The Stella and Charles Guttman Foundation was created in 1959 by Charles and Stella Guttman. Charles was known as a successful New York entrepreneur who was devoted to and invested in socially aware public topics. After the deaths of both Charles and Stella Guttman all of their substantial possessions were donated to their Foundation. In 2013 the Foundation came up with a tactical evaluation on the Foundation’s assets and decided to donate about $25 million that could result in effective changes over a five-year period commencing in 2012.

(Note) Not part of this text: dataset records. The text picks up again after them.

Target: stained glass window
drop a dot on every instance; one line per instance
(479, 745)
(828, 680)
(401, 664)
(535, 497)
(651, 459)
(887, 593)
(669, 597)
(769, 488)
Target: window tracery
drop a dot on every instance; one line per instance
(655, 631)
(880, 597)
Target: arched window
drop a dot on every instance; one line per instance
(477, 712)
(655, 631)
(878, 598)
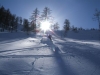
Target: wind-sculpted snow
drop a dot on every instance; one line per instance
(22, 54)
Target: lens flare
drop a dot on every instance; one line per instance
(45, 25)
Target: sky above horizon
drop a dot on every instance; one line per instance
(79, 12)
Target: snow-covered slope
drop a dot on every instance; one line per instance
(73, 54)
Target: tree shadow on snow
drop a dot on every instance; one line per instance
(64, 67)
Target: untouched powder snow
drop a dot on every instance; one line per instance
(73, 54)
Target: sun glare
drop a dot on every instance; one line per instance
(45, 25)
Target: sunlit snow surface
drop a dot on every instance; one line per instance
(22, 54)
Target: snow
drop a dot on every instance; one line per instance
(73, 54)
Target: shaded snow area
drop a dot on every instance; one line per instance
(75, 54)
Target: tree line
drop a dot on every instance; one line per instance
(8, 21)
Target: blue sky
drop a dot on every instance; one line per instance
(79, 12)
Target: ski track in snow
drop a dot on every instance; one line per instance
(62, 56)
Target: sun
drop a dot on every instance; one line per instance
(45, 25)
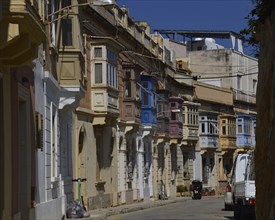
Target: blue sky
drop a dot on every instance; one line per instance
(228, 15)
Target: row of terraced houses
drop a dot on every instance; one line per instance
(88, 92)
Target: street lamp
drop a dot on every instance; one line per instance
(103, 3)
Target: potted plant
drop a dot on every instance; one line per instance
(205, 192)
(212, 192)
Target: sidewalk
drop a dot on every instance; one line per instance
(101, 214)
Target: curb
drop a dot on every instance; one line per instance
(122, 210)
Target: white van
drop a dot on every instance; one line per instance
(239, 167)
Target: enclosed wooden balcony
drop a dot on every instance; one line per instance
(21, 31)
(175, 123)
(227, 132)
(190, 116)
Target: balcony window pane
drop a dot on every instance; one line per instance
(67, 35)
(66, 3)
(98, 73)
(240, 129)
(202, 128)
(224, 130)
(173, 116)
(98, 52)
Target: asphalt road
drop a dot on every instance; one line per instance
(208, 208)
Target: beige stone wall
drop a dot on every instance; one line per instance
(265, 148)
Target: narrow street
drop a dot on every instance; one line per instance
(209, 208)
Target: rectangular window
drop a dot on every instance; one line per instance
(173, 116)
(254, 85)
(239, 82)
(116, 80)
(53, 142)
(223, 130)
(99, 155)
(145, 94)
(67, 33)
(128, 88)
(98, 73)
(66, 3)
(240, 129)
(202, 128)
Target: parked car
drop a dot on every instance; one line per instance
(244, 193)
(228, 200)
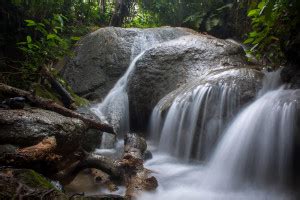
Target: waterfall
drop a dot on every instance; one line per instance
(194, 121)
(252, 159)
(114, 109)
(257, 147)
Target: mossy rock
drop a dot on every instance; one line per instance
(48, 93)
(32, 179)
(15, 183)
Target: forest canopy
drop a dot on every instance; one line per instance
(38, 32)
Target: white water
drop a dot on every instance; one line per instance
(195, 121)
(251, 161)
(114, 109)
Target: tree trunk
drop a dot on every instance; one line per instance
(52, 106)
(66, 97)
(122, 10)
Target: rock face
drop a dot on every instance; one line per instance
(28, 127)
(189, 60)
(104, 55)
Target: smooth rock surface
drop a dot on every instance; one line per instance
(104, 55)
(28, 127)
(168, 66)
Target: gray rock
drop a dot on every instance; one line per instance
(104, 55)
(28, 127)
(196, 57)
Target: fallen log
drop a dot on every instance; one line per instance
(129, 170)
(136, 177)
(102, 163)
(52, 106)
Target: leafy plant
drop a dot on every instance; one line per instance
(272, 22)
(45, 45)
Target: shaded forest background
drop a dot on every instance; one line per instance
(35, 33)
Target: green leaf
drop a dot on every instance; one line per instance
(29, 21)
(249, 40)
(254, 12)
(28, 38)
(75, 38)
(51, 36)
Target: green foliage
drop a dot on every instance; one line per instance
(44, 46)
(273, 21)
(143, 19)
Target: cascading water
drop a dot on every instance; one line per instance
(195, 121)
(252, 160)
(257, 147)
(114, 109)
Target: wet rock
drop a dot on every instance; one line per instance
(196, 57)
(291, 75)
(104, 55)
(26, 184)
(29, 126)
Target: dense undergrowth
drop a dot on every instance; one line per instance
(38, 33)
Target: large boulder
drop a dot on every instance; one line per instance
(170, 65)
(29, 126)
(104, 55)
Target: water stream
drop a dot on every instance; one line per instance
(252, 160)
(204, 149)
(114, 109)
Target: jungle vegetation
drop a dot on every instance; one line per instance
(38, 32)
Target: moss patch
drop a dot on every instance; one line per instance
(46, 92)
(32, 179)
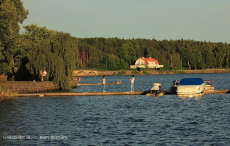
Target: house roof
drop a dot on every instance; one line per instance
(146, 60)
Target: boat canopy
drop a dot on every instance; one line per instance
(191, 81)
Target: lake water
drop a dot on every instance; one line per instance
(120, 120)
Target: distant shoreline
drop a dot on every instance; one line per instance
(109, 73)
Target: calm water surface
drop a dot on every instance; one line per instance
(120, 120)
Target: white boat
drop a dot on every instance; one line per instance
(190, 87)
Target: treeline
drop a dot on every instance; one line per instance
(22, 56)
(38, 48)
(115, 53)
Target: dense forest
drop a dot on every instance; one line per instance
(37, 48)
(115, 54)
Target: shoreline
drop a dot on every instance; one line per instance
(80, 73)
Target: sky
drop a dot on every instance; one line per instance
(199, 20)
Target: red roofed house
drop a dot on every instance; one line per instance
(146, 62)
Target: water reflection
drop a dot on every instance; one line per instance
(120, 120)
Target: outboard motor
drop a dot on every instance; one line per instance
(156, 89)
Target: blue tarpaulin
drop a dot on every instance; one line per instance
(191, 81)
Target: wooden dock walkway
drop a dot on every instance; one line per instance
(107, 93)
(98, 84)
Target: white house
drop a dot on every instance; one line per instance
(146, 62)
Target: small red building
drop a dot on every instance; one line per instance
(146, 63)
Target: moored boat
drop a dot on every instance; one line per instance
(190, 87)
(208, 85)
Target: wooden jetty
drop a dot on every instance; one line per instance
(108, 93)
(116, 83)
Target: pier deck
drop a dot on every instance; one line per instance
(108, 93)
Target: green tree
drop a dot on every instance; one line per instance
(12, 13)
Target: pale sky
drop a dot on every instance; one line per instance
(199, 20)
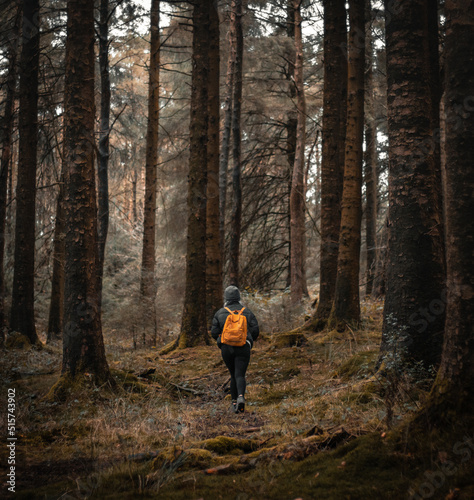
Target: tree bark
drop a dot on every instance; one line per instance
(415, 272)
(5, 161)
(333, 141)
(236, 214)
(149, 224)
(22, 312)
(292, 120)
(453, 392)
(83, 345)
(298, 191)
(346, 301)
(56, 308)
(104, 133)
(370, 158)
(213, 247)
(194, 322)
(225, 143)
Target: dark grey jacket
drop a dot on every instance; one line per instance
(221, 315)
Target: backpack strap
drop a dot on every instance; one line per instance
(231, 312)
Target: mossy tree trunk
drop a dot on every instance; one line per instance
(236, 213)
(415, 276)
(333, 141)
(104, 133)
(346, 300)
(6, 132)
(56, 306)
(292, 119)
(225, 143)
(298, 191)
(147, 284)
(83, 345)
(453, 392)
(213, 247)
(22, 312)
(194, 322)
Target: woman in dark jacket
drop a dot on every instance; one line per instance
(236, 358)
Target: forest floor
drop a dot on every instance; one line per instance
(315, 425)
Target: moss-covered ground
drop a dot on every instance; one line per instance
(314, 427)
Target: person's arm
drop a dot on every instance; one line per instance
(252, 327)
(216, 329)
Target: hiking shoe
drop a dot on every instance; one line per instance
(240, 404)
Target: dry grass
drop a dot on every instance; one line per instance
(325, 384)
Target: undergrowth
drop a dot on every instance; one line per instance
(164, 429)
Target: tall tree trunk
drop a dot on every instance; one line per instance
(5, 161)
(378, 289)
(333, 141)
(298, 191)
(213, 247)
(149, 223)
(104, 132)
(226, 135)
(56, 307)
(194, 322)
(22, 313)
(370, 157)
(453, 391)
(432, 32)
(83, 345)
(292, 120)
(346, 301)
(415, 271)
(236, 215)
(134, 196)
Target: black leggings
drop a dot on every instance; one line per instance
(236, 359)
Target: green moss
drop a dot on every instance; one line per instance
(290, 339)
(223, 445)
(128, 381)
(191, 458)
(16, 340)
(361, 365)
(64, 387)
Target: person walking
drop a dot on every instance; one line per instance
(235, 328)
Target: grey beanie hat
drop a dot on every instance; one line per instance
(231, 294)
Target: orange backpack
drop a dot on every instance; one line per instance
(235, 329)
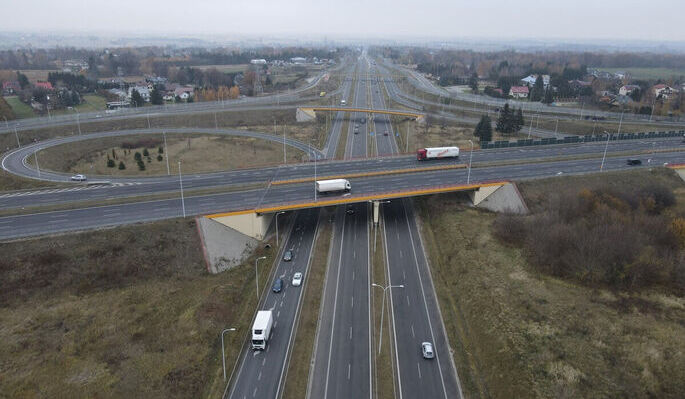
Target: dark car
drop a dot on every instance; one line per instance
(278, 285)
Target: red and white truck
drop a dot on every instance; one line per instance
(437, 153)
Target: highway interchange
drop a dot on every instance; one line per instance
(343, 362)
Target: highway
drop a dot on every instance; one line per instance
(268, 372)
(261, 374)
(342, 362)
(414, 309)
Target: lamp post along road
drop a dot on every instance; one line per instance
(223, 352)
(380, 337)
(468, 175)
(257, 275)
(180, 180)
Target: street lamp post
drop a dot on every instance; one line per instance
(380, 339)
(279, 213)
(223, 353)
(468, 175)
(78, 121)
(180, 180)
(605, 150)
(35, 154)
(257, 275)
(166, 154)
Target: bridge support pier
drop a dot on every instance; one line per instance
(504, 198)
(249, 223)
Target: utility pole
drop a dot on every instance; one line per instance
(180, 179)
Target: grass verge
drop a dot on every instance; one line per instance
(384, 366)
(129, 199)
(121, 312)
(298, 369)
(517, 333)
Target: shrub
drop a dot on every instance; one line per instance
(613, 237)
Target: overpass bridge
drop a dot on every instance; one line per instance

Their proposal on the Stella and Charles Guttman Community project was accepted to make significant improvements in college success for New York City public school students. They also gave $15 million to the New Community College, now called the Stella and Charles Guttman Community College. This contribution was stated by the Council for Aid to Education to be one of the biggest contributions ever for a public two-year college. The foundation also gave an additional $10 million to the City University of New York (CUNY) with the purpose to raise the graduation rates in all seven community colleges of the CUNY system.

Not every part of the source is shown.